The Open Society Initiatives for Southern Africa (OSISA) has just concluded a three day meeting in Johannesburg for LGBT activists from 13 regional countries. During the meeting participants were asked to form three groups (Lesbians /Bisexual women/WSW, Gay/Bisexual/ MSM and Transgender /FTM/MTF/Non conforming) to identify the problems faced by each group regarding HIV/Aids. Most of the groups shared the same sentiments such as legal framework, laws and policies that hinder the LGBT community from accessing services. They also discussed access to justice, access to education, social empowerment, socio-cultural issues and hate crimes.

“It was open and fair enough to cover HIV related issues facing LGBT communities regionally and I strongly believe that all the ideas together will bring change in African countries” said TP Mothopeng from Lesotho’s Matrix Support Group.
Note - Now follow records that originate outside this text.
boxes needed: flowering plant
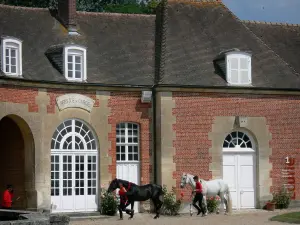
[162,186,183,216]
[101,186,118,216]
[207,196,221,213]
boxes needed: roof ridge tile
[241,20,300,27]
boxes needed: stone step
[65,212,110,221]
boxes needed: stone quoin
[0,0,300,213]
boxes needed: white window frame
[64,45,87,81]
[116,122,141,163]
[1,37,23,76]
[225,51,252,85]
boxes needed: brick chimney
[58,0,76,31]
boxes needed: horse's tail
[158,185,164,202]
[226,186,232,214]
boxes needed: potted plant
[266,200,276,211]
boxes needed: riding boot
[118,206,123,220]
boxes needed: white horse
[180,173,232,215]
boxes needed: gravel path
[70,209,300,225]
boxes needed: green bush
[272,187,292,209]
[161,186,182,216]
[206,196,220,213]
[101,189,118,216]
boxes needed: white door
[51,119,98,212]
[116,123,140,212]
[117,163,140,212]
[223,153,255,209]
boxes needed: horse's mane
[114,178,136,186]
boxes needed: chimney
[58,0,76,32]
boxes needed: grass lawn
[270,212,300,224]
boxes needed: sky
[222,0,300,24]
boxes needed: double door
[51,154,98,212]
[223,153,255,209]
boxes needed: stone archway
[209,116,272,208]
[0,115,36,209]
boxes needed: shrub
[101,188,118,216]
[206,196,220,213]
[272,187,292,209]
[161,186,183,216]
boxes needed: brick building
[0,0,300,212]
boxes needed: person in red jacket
[118,183,133,220]
[2,184,14,209]
[193,176,205,216]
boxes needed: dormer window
[64,46,86,81]
[1,37,22,76]
[225,51,252,85]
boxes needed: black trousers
[118,202,132,218]
[193,193,205,214]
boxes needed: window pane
[75,56,81,63]
[11,58,17,66]
[75,63,81,71]
[241,70,249,84]
[10,49,16,57]
[68,55,73,62]
[240,58,248,70]
[231,58,239,70]
[68,63,73,70]
[121,154,125,161]
[231,70,239,83]
[11,66,17,73]
[75,71,81,78]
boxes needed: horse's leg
[129,201,134,219]
[124,201,134,219]
[202,195,208,216]
[219,192,225,215]
[224,196,229,214]
[152,195,163,219]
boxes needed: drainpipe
[152,85,157,184]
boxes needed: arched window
[1,37,22,76]
[51,119,98,210]
[116,123,139,162]
[223,131,253,148]
[64,45,87,81]
[51,119,97,151]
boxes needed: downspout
[152,0,167,184]
[152,85,157,184]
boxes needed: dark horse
[107,178,163,219]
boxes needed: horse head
[180,173,187,188]
[107,178,119,192]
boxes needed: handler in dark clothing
[1,184,14,209]
[193,176,205,216]
[118,183,133,220]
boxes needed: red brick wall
[47,89,99,114]
[173,92,300,199]
[0,86,38,112]
[0,117,26,209]
[108,92,151,184]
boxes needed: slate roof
[156,1,300,88]
[243,21,300,73]
[0,4,155,85]
[0,0,300,88]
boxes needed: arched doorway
[116,122,140,212]
[223,131,256,209]
[51,119,98,212]
[0,115,36,209]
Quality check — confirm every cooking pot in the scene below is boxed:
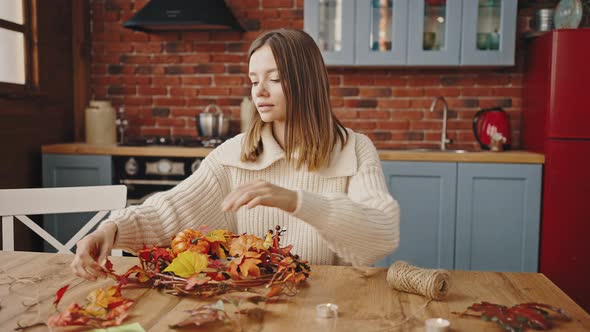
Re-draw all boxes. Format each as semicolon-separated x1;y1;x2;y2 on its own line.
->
473;107;510;150
195;104;230;138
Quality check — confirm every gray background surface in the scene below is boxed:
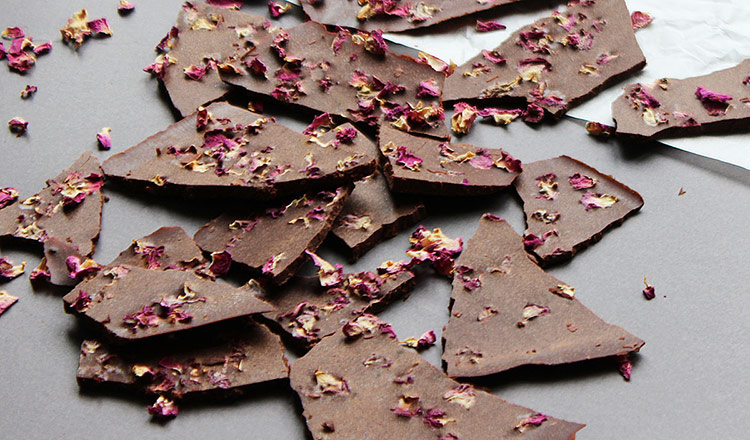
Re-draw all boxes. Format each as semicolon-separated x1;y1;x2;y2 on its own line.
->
0;0;750;440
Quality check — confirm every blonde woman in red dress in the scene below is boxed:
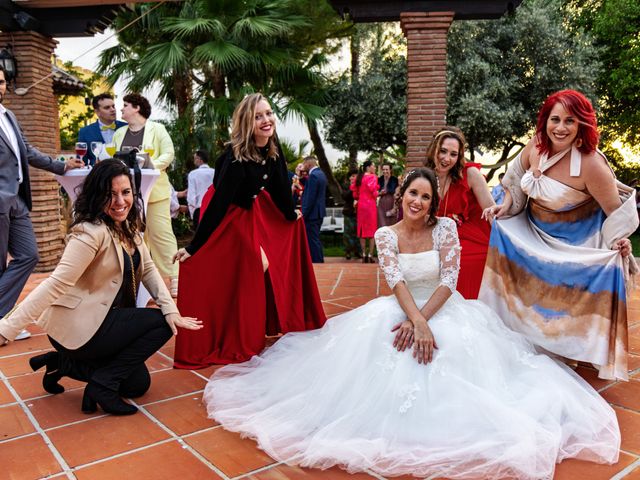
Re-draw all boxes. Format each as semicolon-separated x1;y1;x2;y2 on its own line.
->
351;160;378;263
425;126;495;299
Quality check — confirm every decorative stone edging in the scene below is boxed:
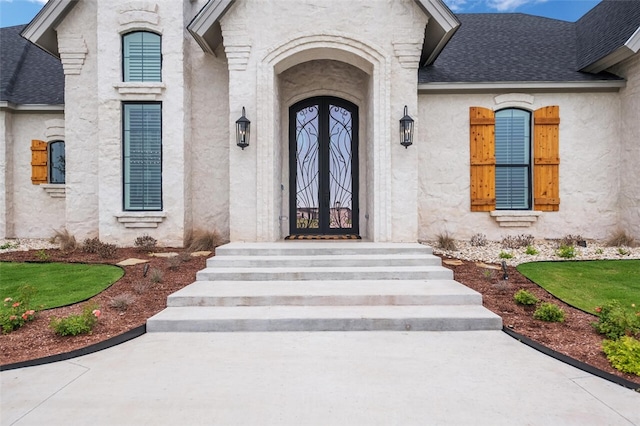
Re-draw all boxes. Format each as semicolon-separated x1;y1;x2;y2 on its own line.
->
502;327;640;392
0;324;147;371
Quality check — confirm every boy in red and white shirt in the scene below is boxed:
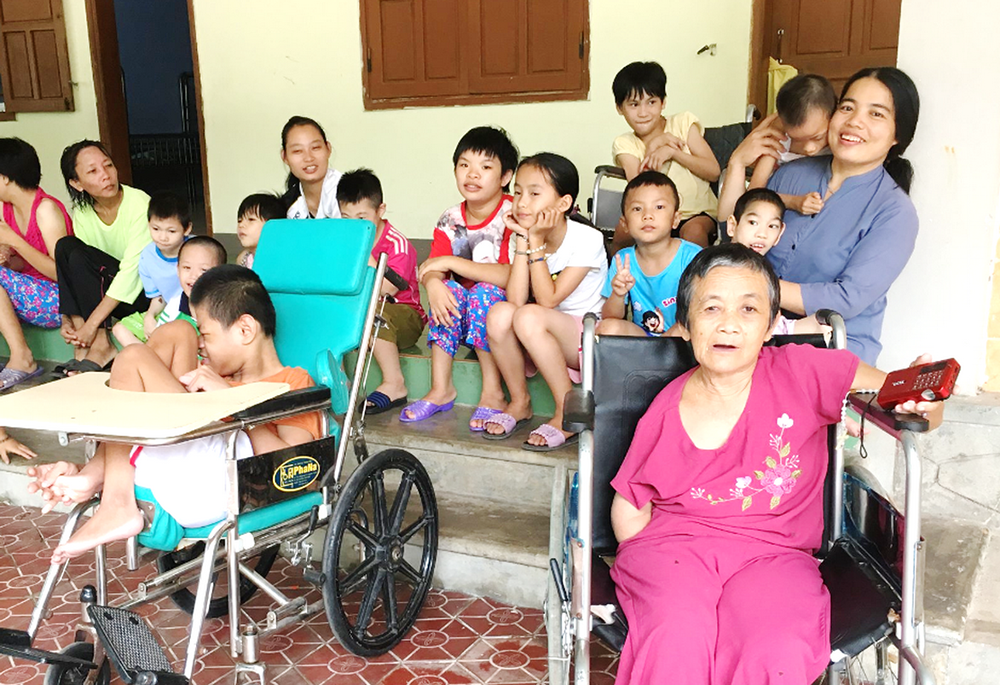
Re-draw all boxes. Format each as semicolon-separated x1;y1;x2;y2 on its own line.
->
337;169;427;414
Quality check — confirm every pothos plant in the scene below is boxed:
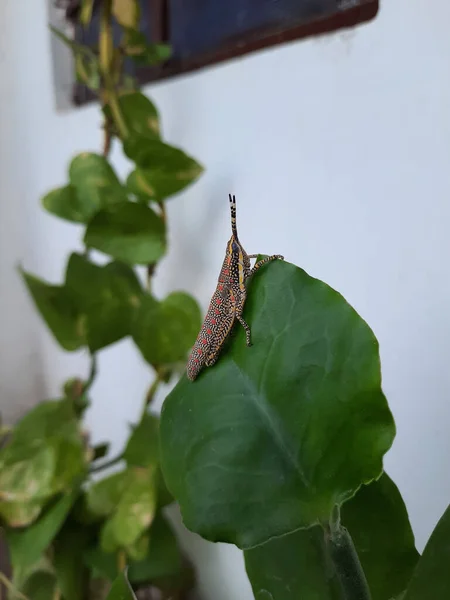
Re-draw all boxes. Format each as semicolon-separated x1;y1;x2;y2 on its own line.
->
0;0;450;600
0;0;203;600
During the meeting activists also shared their experiences on sexual orientation, gender identity and HIV/Aids, examined country specific context for LGBT and HIV issues, developed an advocacy agenda and strategy and then elected 10 people who will now represent the LGBT group at the next joint workshop which will take place in October where the three key groups will be represented.

Ian Swartz, OSISA programme coordinator for LGBTI special initiatives said in his opening remarks “The goal of the meeting is to build the capacity of the three key groups (LGBTI activists, women living with HIV, and sex workers) in 13 countries to develop a regional advocacy and lobbying strategy to address HIV and Aids.” For many years the HIV within LGBT sector has been led by gay men and it is only recently that the WSW were brought on board. As a result of these changes this meeting was totally different and the Trans community found they scored more nominations than the other identities to be on the working group.

In October 2010 UNIFEM [now UN Women] issued a call for proposals to work with three marginalized communities [namely sex workers, women living with HIV and LGBT communities] to develop regional advocacy strategies on HIV and Aids. The HIV and Aids programme, in partnership with the Women’s Rights programme and the Special Initiative on LGBT rights submitted a proposal and were awarded the contract.